とくに日本建築にとってかなり興味深いテーマを提供してくれている。

きのうは飛騨山中の山津見神(やまつみ)への奉納から始まって
伐採、木株切れ目付近への焼却工程までをみた。
この焼却にどういう意味があるのか、詳細は引き続き探査していきたい。
本日はそうして伐採された原木の枝打ち、墨打ち、製材の様子。
一番上の絵図には「丈六厘之図」(?)とタイトルづけられている。
<しかしこの項を書いてから袋小路に入った。タイトルは「文六厘之図」だという。
「文」と「丈」、書き文字ではなんとも判別が悩ましい。
さらに、では「文六厘」とはどういう意味か、これがどうにも調べ当たらない。
なのでこれも時間を掛けて解明するとして大筋の研究は進めていきたい。>
「丈六」であれば寸法単位で約5m。

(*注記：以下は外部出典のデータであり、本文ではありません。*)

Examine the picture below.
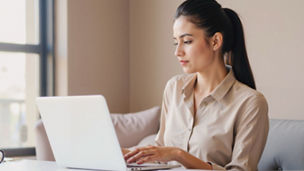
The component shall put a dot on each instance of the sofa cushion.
(284, 149)
(133, 127)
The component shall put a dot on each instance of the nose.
(179, 51)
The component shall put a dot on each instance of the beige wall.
(152, 61)
(92, 49)
(274, 33)
(129, 57)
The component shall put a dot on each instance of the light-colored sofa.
(284, 149)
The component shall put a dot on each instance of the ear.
(217, 41)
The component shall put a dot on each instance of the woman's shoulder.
(248, 94)
(179, 80)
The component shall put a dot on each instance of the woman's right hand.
(125, 151)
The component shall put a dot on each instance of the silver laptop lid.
(81, 132)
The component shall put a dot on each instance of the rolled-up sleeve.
(251, 131)
(159, 140)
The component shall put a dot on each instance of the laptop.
(82, 135)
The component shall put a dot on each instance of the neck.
(209, 79)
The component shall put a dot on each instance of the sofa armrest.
(43, 147)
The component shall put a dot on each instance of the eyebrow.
(183, 35)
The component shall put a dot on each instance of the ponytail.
(238, 56)
(210, 16)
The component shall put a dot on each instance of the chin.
(188, 71)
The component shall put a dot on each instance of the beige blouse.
(230, 127)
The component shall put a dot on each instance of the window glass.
(19, 21)
(19, 86)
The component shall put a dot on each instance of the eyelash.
(185, 42)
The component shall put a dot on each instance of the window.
(26, 58)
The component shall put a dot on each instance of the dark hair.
(210, 16)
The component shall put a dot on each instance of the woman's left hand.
(151, 154)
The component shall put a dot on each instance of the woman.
(212, 117)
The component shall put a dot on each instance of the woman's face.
(192, 46)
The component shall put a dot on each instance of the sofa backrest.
(284, 149)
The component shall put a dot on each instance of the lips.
(183, 62)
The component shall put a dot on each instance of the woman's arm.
(165, 154)
(125, 151)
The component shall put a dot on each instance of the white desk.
(34, 165)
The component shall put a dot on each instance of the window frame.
(45, 50)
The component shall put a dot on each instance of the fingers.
(138, 154)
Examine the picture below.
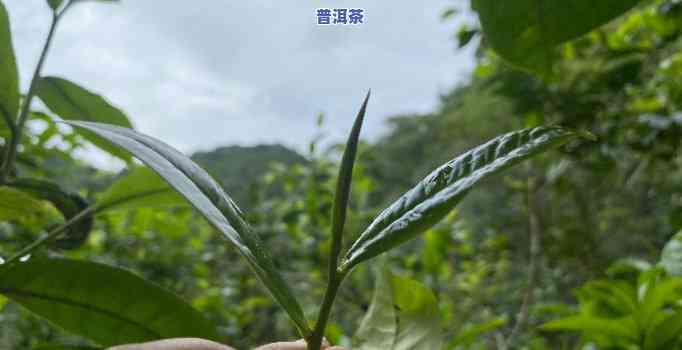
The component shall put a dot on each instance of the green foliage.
(671, 256)
(560, 226)
(210, 200)
(431, 199)
(92, 300)
(403, 315)
(19, 206)
(9, 85)
(73, 102)
(525, 32)
(628, 313)
(54, 4)
(68, 204)
(139, 187)
(237, 168)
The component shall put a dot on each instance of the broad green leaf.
(437, 194)
(403, 315)
(65, 347)
(343, 184)
(68, 204)
(210, 199)
(9, 83)
(72, 102)
(624, 328)
(107, 305)
(139, 187)
(525, 32)
(24, 209)
(671, 256)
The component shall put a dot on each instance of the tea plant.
(110, 306)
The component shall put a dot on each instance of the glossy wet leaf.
(437, 194)
(206, 195)
(403, 315)
(72, 102)
(69, 205)
(344, 180)
(9, 81)
(107, 305)
(525, 32)
(139, 187)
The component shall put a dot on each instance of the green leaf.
(437, 194)
(525, 32)
(107, 305)
(210, 199)
(657, 294)
(24, 209)
(343, 184)
(9, 84)
(68, 204)
(470, 333)
(465, 34)
(663, 333)
(403, 315)
(671, 256)
(139, 187)
(72, 102)
(54, 4)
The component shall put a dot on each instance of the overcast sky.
(200, 74)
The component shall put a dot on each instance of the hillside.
(237, 167)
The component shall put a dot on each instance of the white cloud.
(208, 73)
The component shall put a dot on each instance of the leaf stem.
(15, 136)
(50, 236)
(315, 339)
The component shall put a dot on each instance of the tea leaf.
(403, 315)
(68, 204)
(72, 102)
(343, 184)
(139, 187)
(431, 199)
(9, 84)
(208, 198)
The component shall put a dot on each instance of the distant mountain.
(237, 167)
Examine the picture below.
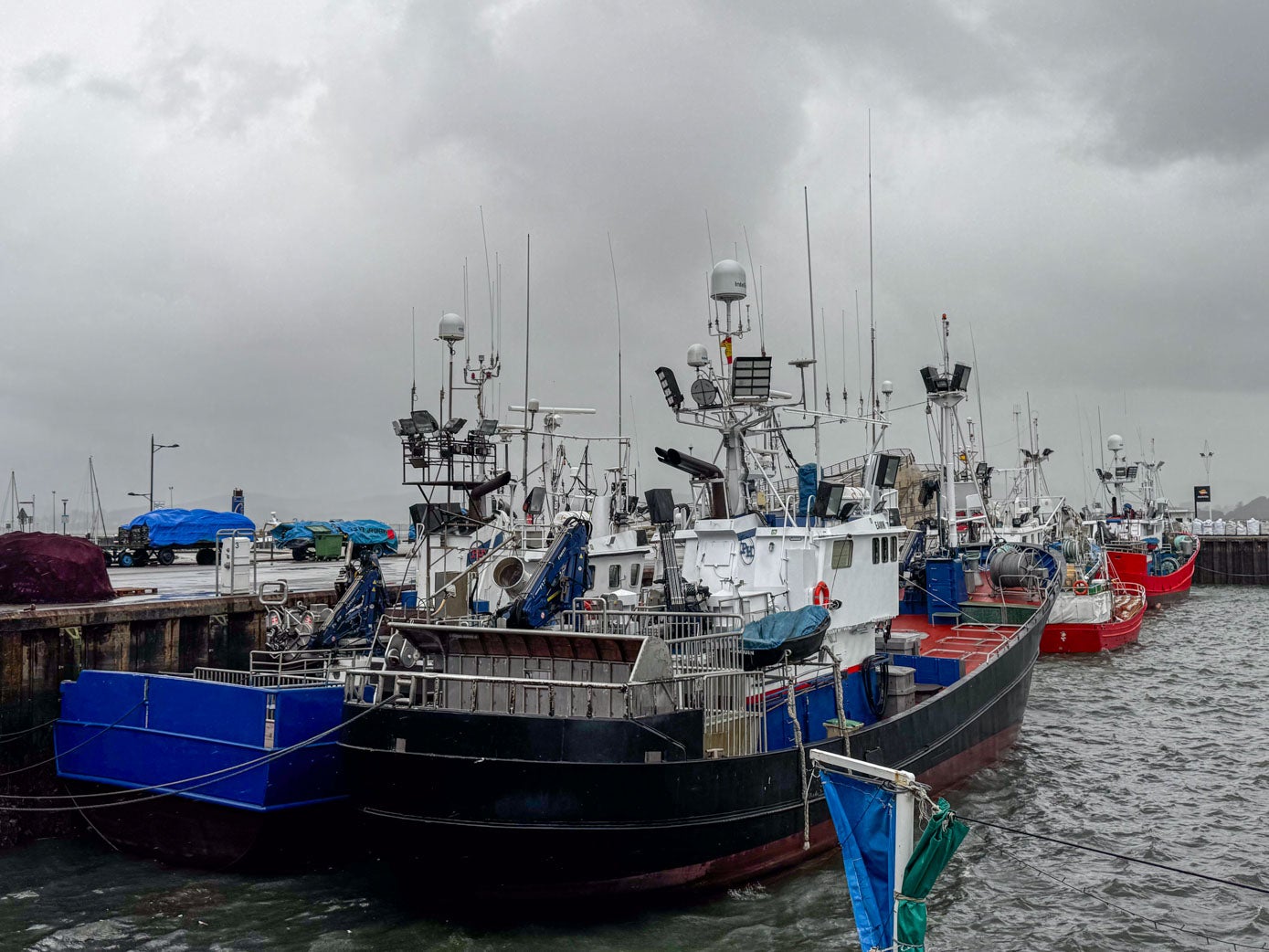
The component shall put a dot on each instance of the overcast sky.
(215, 221)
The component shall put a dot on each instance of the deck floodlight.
(535, 502)
(426, 421)
(751, 378)
(705, 394)
(930, 377)
(660, 507)
(671, 387)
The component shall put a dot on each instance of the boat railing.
(257, 679)
(603, 619)
(397, 616)
(315, 664)
(728, 700)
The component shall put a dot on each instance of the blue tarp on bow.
(863, 815)
(778, 628)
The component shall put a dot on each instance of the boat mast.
(815, 372)
(946, 387)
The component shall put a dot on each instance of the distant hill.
(1256, 509)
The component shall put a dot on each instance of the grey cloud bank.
(216, 221)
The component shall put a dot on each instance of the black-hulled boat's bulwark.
(627, 752)
(508, 796)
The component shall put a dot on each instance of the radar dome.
(727, 282)
(452, 329)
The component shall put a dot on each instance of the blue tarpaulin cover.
(778, 628)
(361, 532)
(808, 484)
(188, 527)
(863, 814)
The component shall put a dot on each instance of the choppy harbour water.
(1160, 750)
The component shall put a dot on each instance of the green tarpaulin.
(932, 853)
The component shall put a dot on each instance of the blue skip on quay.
(178, 743)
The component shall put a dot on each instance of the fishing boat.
(1145, 542)
(617, 752)
(1095, 610)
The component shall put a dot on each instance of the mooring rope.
(1099, 897)
(1111, 853)
(51, 759)
(14, 735)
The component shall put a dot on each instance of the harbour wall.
(41, 648)
(1232, 560)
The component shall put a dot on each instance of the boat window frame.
(842, 554)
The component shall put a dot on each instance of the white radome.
(727, 282)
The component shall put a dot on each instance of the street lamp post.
(155, 449)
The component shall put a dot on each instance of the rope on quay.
(82, 743)
(124, 798)
(1103, 900)
(1111, 853)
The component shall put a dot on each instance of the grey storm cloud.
(217, 222)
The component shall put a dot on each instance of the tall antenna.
(824, 338)
(762, 332)
(528, 419)
(860, 355)
(978, 385)
(809, 289)
(489, 280)
(617, 293)
(95, 501)
(845, 407)
(762, 325)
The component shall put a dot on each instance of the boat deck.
(974, 642)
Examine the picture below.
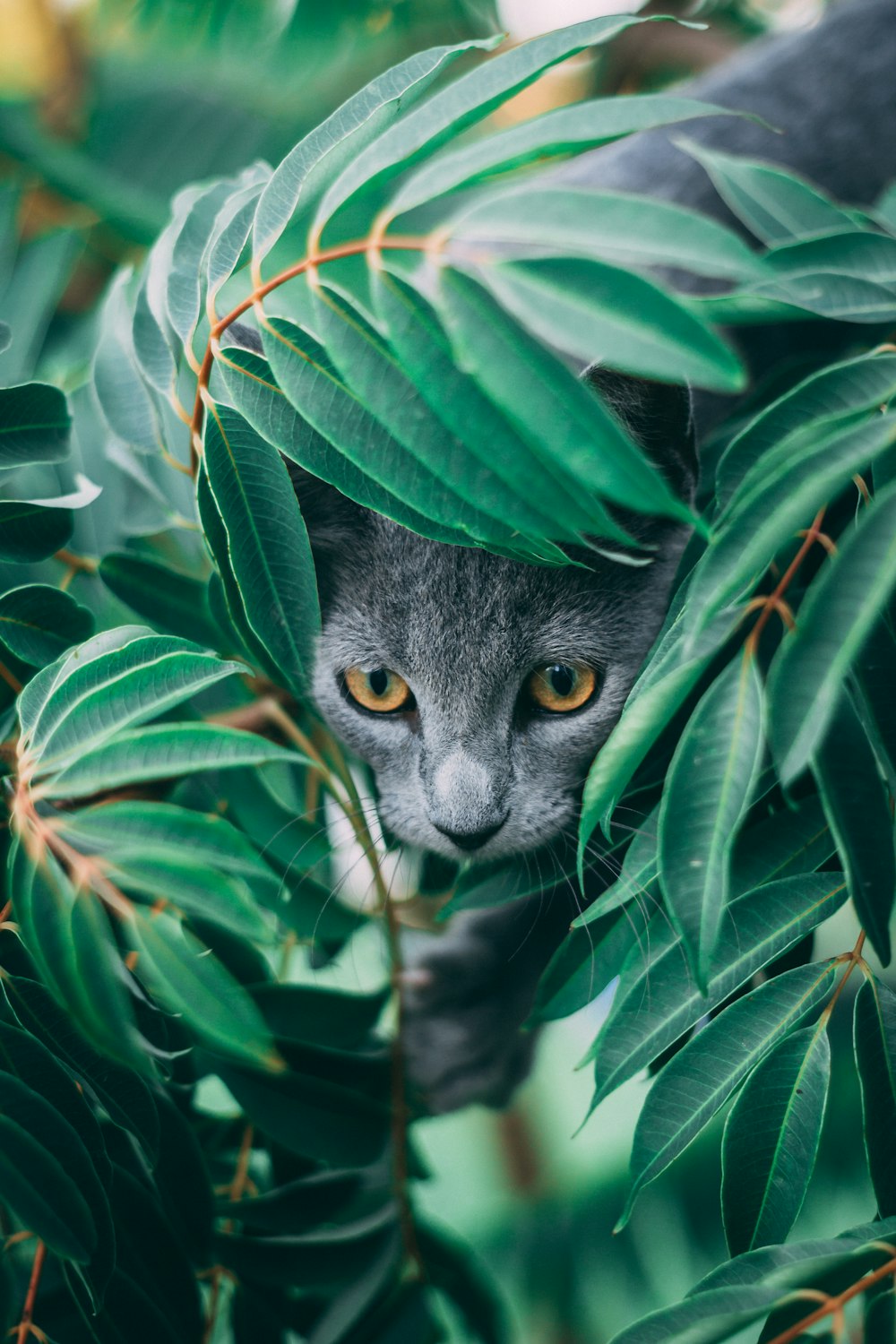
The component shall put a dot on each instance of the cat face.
(468, 762)
(435, 667)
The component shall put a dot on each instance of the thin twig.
(203, 370)
(34, 1282)
(834, 1304)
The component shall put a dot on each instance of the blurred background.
(107, 109)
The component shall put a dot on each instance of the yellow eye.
(562, 687)
(378, 690)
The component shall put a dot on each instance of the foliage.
(195, 1142)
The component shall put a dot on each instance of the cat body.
(468, 765)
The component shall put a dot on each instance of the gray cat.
(479, 688)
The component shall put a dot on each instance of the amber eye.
(379, 690)
(562, 687)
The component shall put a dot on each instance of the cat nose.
(470, 839)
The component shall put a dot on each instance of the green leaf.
(603, 226)
(641, 723)
(452, 1271)
(185, 279)
(874, 675)
(707, 793)
(268, 543)
(125, 401)
(38, 1188)
(175, 602)
(559, 131)
(702, 1077)
(505, 473)
(167, 832)
(297, 182)
(38, 623)
(772, 504)
(194, 984)
(185, 884)
(252, 389)
(834, 621)
(31, 531)
(30, 1080)
(586, 961)
(771, 1142)
(311, 1116)
(850, 276)
(35, 425)
(123, 1094)
(874, 1045)
(774, 204)
(599, 312)
(659, 1000)
(850, 387)
(319, 394)
(320, 1261)
(159, 753)
(552, 410)
(320, 1016)
(117, 680)
(860, 820)
(461, 104)
(470, 499)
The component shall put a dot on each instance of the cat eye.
(378, 690)
(560, 687)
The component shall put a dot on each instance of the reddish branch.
(26, 1322)
(352, 249)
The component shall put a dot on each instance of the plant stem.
(351, 249)
(834, 1305)
(774, 602)
(34, 1282)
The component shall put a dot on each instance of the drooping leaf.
(771, 1142)
(642, 720)
(850, 387)
(175, 602)
(268, 543)
(551, 409)
(461, 104)
(599, 312)
(500, 452)
(702, 1077)
(603, 226)
(659, 1000)
(38, 623)
(31, 531)
(834, 620)
(772, 504)
(160, 753)
(193, 983)
(123, 1094)
(874, 1045)
(775, 204)
(559, 131)
(707, 793)
(116, 680)
(252, 389)
(35, 425)
(324, 152)
(857, 812)
(470, 497)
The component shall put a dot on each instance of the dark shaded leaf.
(860, 820)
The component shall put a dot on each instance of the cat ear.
(333, 521)
(659, 417)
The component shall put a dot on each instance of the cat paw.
(461, 1026)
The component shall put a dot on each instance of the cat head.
(479, 688)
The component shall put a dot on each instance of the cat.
(479, 688)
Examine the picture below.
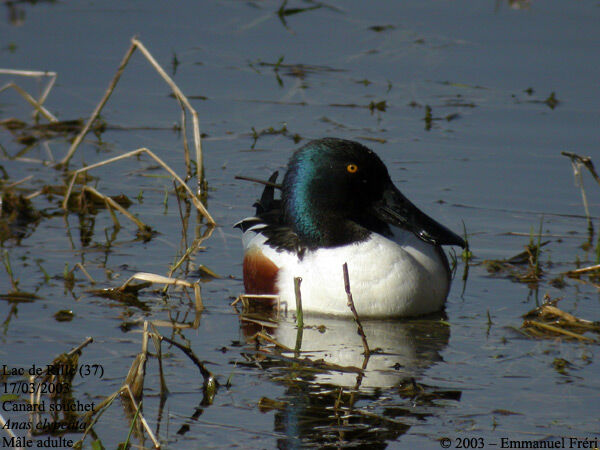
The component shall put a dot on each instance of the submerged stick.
(299, 315)
(361, 332)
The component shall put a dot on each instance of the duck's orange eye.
(352, 168)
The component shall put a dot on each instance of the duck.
(338, 205)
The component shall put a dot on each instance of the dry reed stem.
(136, 44)
(35, 74)
(142, 226)
(242, 297)
(113, 216)
(361, 332)
(158, 347)
(273, 341)
(85, 272)
(547, 327)
(29, 99)
(206, 374)
(173, 325)
(99, 107)
(198, 297)
(183, 99)
(153, 278)
(16, 183)
(197, 203)
(195, 245)
(141, 417)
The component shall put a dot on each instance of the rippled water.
(265, 77)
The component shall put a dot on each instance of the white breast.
(399, 278)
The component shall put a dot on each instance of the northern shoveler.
(338, 205)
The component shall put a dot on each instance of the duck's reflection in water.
(337, 396)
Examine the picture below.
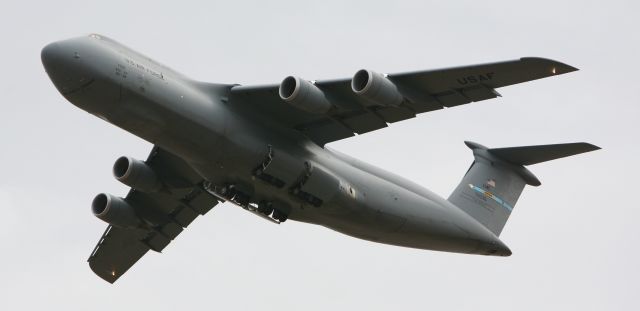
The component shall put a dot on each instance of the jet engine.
(115, 211)
(376, 88)
(303, 95)
(136, 174)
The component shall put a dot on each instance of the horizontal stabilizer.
(491, 187)
(529, 155)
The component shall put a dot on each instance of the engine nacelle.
(303, 95)
(376, 88)
(115, 211)
(136, 174)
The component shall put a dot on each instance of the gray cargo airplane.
(262, 148)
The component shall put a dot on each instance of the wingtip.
(555, 67)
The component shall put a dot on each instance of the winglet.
(555, 67)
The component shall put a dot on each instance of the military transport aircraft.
(262, 148)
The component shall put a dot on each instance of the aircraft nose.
(64, 65)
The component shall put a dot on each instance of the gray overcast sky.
(575, 239)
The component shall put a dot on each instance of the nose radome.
(65, 65)
(50, 56)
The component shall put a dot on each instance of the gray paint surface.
(568, 264)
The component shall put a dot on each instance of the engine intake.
(136, 174)
(115, 211)
(303, 95)
(376, 88)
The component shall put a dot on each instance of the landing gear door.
(321, 183)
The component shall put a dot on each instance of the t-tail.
(492, 185)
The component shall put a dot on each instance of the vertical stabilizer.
(492, 185)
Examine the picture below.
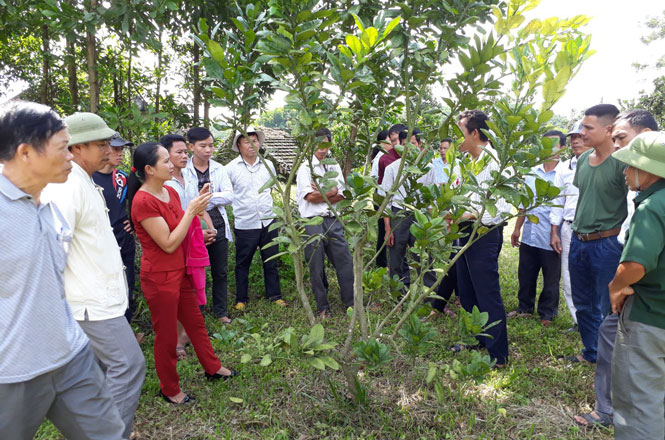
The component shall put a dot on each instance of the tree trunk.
(197, 91)
(71, 72)
(91, 46)
(46, 61)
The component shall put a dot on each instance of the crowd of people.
(69, 279)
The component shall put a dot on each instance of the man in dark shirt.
(114, 183)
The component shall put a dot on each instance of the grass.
(535, 397)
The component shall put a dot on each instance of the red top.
(144, 206)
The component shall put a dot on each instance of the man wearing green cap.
(95, 283)
(637, 291)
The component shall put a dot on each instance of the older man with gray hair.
(95, 283)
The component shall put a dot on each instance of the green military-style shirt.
(645, 244)
(601, 205)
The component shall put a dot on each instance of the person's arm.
(515, 237)
(627, 274)
(169, 240)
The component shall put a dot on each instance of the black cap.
(117, 141)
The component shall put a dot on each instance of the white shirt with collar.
(304, 186)
(484, 179)
(567, 199)
(220, 186)
(251, 209)
(390, 175)
(95, 283)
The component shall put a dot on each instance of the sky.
(616, 28)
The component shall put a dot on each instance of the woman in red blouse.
(161, 226)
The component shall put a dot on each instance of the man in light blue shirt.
(47, 367)
(536, 254)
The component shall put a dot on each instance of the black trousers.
(478, 282)
(247, 241)
(532, 261)
(219, 260)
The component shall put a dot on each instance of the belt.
(598, 235)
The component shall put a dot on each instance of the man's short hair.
(198, 134)
(404, 133)
(475, 120)
(324, 132)
(557, 133)
(397, 128)
(23, 122)
(382, 136)
(606, 112)
(168, 140)
(639, 119)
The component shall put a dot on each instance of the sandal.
(593, 420)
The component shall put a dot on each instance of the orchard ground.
(535, 397)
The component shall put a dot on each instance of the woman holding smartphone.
(161, 226)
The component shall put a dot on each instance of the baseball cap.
(645, 152)
(87, 127)
(117, 141)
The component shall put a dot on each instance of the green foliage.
(372, 353)
(473, 324)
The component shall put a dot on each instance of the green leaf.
(354, 44)
(392, 25)
(317, 363)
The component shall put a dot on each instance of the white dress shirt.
(390, 175)
(94, 277)
(304, 186)
(220, 186)
(567, 199)
(484, 179)
(251, 209)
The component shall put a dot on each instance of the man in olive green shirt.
(601, 209)
(638, 293)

厘というのは「単位」というような
意味合いでの言葉使いのように想像されるのだが・・・。
原木を丈六単位に仕上げていく、と解釈する方が自然ではないだろうか。
以降の図を見ていると、この「丈六」ほどと思われる単位での製材木が
たくさん絵画表現されているのですね。
伐採されてからすぐにその現場付近で「枝打ち・計測(墨打ち)・切断」
などの作業が行われているように見える。
職方組人数が一組15-6人と多いのは、伐採と製材仕上げの工程が同時という
施工慣例を物語っているのでしょう。
資材の「流通」に河川を「下らせる」ことを主眼にする日本山岳の
特徴に沿った林業作業工程だったのだと思われます。
必然的に人足が「大量動員」されることを前提としたシステム。
とくに一番上の絵図を見ていると、想像の飛躍だけれど南北朝動乱期の
楠木正成軍の戦い方を類推させる「杣人の技術体系」を見るような思いがする。
斜面傾斜を利用してアクロバチックに伐採木を「架構」させて、そのまま
枝落とし、断面を平滑面に仕上げる釿(ちょうな)作業現場にしている。
説明書きでは、杣人の匠にして可能な技とこの樹上作業を褒め称えている。
複雑な山岳地形を作業現場に変貌させてしまうような「知恵」。
複雑急峻な山岳地形を進軍する軍の目には木の枝振りの異常さに
しっかり気づけるような軍事戦略眼はなかったに違いない。
それで進軍していって、突如樹上から「奇襲攻撃」されるみたいな。
それに大軍・鎌倉幕府軍はまんまとやられて歴史が転換させられた・・・。
こういった日本式林業技術体系は面的知恵の体系である農事的発想とは違う。
あくまでも水平勾配を保つ必要のある「水田」土木造作技術、さらに
その導水技術などとは異質な技術体系だったのではないか。
複雑な山岳地形をもちながら木造建築が主流であった国土社会条件が
日本にどういった文化影響をもたらしたか、
いろいろな気付きを想起させられるくだりだと思います。
江戸期林業の生産流通プロセスの研究、明日も続きます。